You are viewing a plain text version of this content. The canonical link for it is here.
Posted to user@beam.apache.org by Tristan Marechaux <tr...@walnut-algo.com> on 2017/08/14 09:43:04 UTC

Resampling a timeserie stuck on a GroupByKey

Hi all,

I wrote a Beam Pipeline written with the python SDK that resample a
timeseries containing data points everery minute to a 5-minutes timeserie.

My pipeline looks like:
input_data |
WindowInto(FixedWindows(size=timedelta(minutes=5).total_seconds())) |
CombineGlobaly(resample_function)

When I run it with the local or DataFlow runner with a small dataset, it
works and does what I want.

But when I try to run it on the DataFlow runner with a bigger dataset (1
700 000 datapoints timestamped over 15 years) it stay stuck for hours on
the GroupByKey step of CombineGlobaly.

My question is : Did I do something wrong with the design of my pipeline?

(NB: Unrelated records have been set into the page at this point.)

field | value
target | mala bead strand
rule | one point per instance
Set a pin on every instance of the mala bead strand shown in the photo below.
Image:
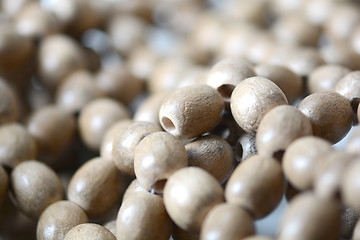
(89, 231)
(125, 144)
(191, 111)
(310, 217)
(189, 194)
(252, 98)
(93, 181)
(213, 154)
(156, 158)
(330, 114)
(285, 121)
(256, 185)
(227, 221)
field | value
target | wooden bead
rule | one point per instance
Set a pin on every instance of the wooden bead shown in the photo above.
(256, 185)
(89, 231)
(148, 110)
(279, 128)
(125, 144)
(58, 219)
(156, 158)
(191, 111)
(330, 114)
(16, 145)
(119, 83)
(189, 195)
(4, 183)
(107, 142)
(34, 187)
(9, 110)
(58, 56)
(227, 221)
(329, 173)
(225, 75)
(325, 78)
(43, 126)
(91, 182)
(143, 216)
(290, 83)
(96, 117)
(213, 154)
(310, 217)
(252, 98)
(301, 158)
(76, 90)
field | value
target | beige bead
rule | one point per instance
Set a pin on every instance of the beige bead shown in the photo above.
(35, 186)
(59, 56)
(325, 78)
(227, 221)
(310, 217)
(93, 181)
(279, 128)
(301, 158)
(330, 114)
(226, 74)
(143, 216)
(191, 111)
(76, 90)
(252, 98)
(256, 185)
(118, 82)
(290, 83)
(58, 219)
(213, 154)
(189, 195)
(156, 158)
(125, 144)
(89, 231)
(107, 142)
(96, 118)
(16, 145)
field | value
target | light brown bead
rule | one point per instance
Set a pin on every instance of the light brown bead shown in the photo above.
(76, 90)
(9, 109)
(227, 221)
(118, 82)
(16, 145)
(107, 142)
(256, 185)
(156, 158)
(96, 186)
(96, 117)
(213, 154)
(89, 231)
(310, 217)
(191, 111)
(226, 74)
(330, 114)
(34, 187)
(148, 110)
(279, 128)
(51, 139)
(325, 77)
(58, 219)
(125, 144)
(143, 216)
(189, 195)
(252, 98)
(290, 83)
(301, 158)
(59, 56)
(329, 173)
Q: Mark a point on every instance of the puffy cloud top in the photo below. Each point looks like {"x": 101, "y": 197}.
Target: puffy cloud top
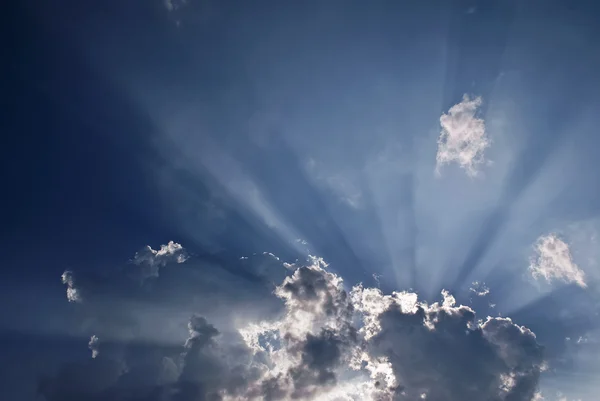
{"x": 324, "y": 344}
{"x": 553, "y": 261}
{"x": 463, "y": 138}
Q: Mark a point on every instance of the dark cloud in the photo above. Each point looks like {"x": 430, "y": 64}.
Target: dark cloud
{"x": 323, "y": 343}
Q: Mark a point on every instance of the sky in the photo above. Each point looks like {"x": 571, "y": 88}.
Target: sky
{"x": 317, "y": 200}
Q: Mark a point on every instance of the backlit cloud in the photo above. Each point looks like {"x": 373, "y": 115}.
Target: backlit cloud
{"x": 553, "y": 261}
{"x": 325, "y": 343}
{"x": 463, "y": 138}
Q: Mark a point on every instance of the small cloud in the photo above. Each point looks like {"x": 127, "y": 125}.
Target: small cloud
{"x": 480, "y": 289}
{"x": 463, "y": 139}
{"x": 73, "y": 294}
{"x": 553, "y": 261}
{"x": 94, "y": 346}
{"x": 174, "y": 5}
{"x": 149, "y": 261}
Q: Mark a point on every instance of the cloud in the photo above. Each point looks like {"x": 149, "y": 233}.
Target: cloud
{"x": 94, "y": 346}
{"x": 325, "y": 343}
{"x": 479, "y": 289}
{"x": 463, "y": 138}
{"x": 552, "y": 260}
{"x": 145, "y": 265}
{"x": 149, "y": 261}
{"x": 174, "y": 5}
{"x": 73, "y": 294}
{"x": 441, "y": 352}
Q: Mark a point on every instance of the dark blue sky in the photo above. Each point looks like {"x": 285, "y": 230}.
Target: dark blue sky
{"x": 296, "y": 128}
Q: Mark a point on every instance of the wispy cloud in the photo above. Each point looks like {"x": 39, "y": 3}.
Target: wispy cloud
{"x": 463, "y": 138}
{"x": 553, "y": 261}
{"x": 173, "y": 5}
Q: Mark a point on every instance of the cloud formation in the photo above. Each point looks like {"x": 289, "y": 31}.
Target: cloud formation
{"x": 463, "y": 138}
{"x": 326, "y": 343}
{"x": 552, "y": 261}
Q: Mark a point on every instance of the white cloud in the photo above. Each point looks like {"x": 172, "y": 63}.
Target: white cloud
{"x": 94, "y": 346}
{"x": 173, "y": 5}
{"x": 325, "y": 344}
{"x": 149, "y": 261}
{"x": 463, "y": 138}
{"x": 73, "y": 294}
{"x": 479, "y": 289}
{"x": 553, "y": 261}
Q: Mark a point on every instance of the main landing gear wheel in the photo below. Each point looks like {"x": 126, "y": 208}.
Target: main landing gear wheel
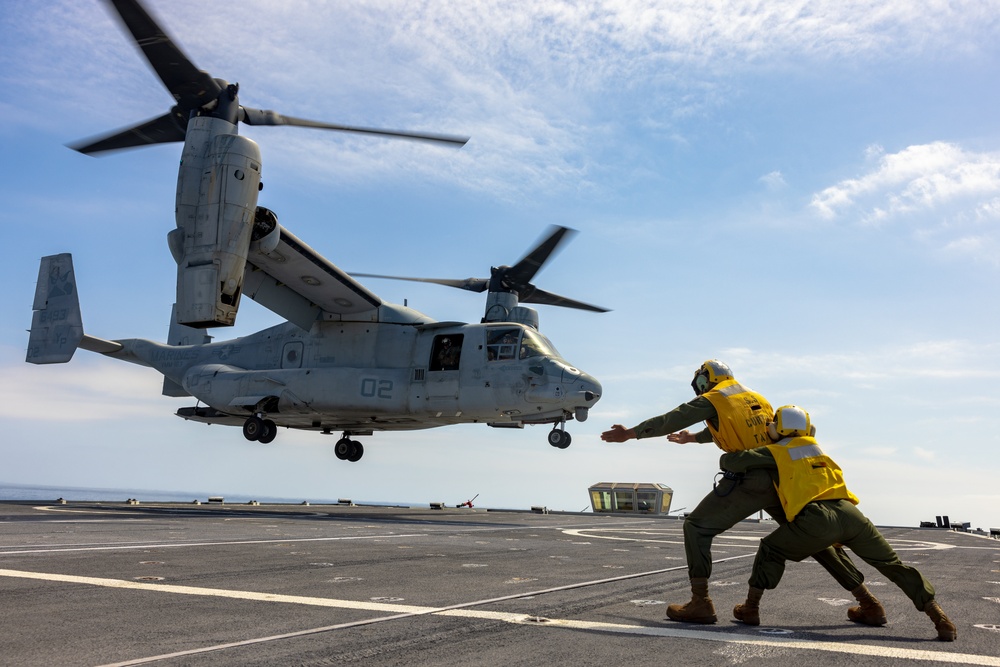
{"x": 559, "y": 438}
{"x": 348, "y": 450}
{"x": 259, "y": 430}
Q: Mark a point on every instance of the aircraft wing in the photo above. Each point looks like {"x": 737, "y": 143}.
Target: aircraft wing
{"x": 296, "y": 282}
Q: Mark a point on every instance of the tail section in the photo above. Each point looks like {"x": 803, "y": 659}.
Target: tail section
{"x": 181, "y": 334}
{"x": 56, "y": 325}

PS: Can someone invite me to the slack channel?
-- 

Tristan Marechaux

Data Scientist | *Walnut Algorithms*

Mobile : +33 627804399 <+33627804399>

Email: tristan.marechaux@walnut-algo.com

Web: www.walnutalgorithms.com

Re: Resampling a timeserie stuck on a GroupByKey

Posted by Lukasz Cwik <lc...@google.com>.
Do you have some job ids that you could share?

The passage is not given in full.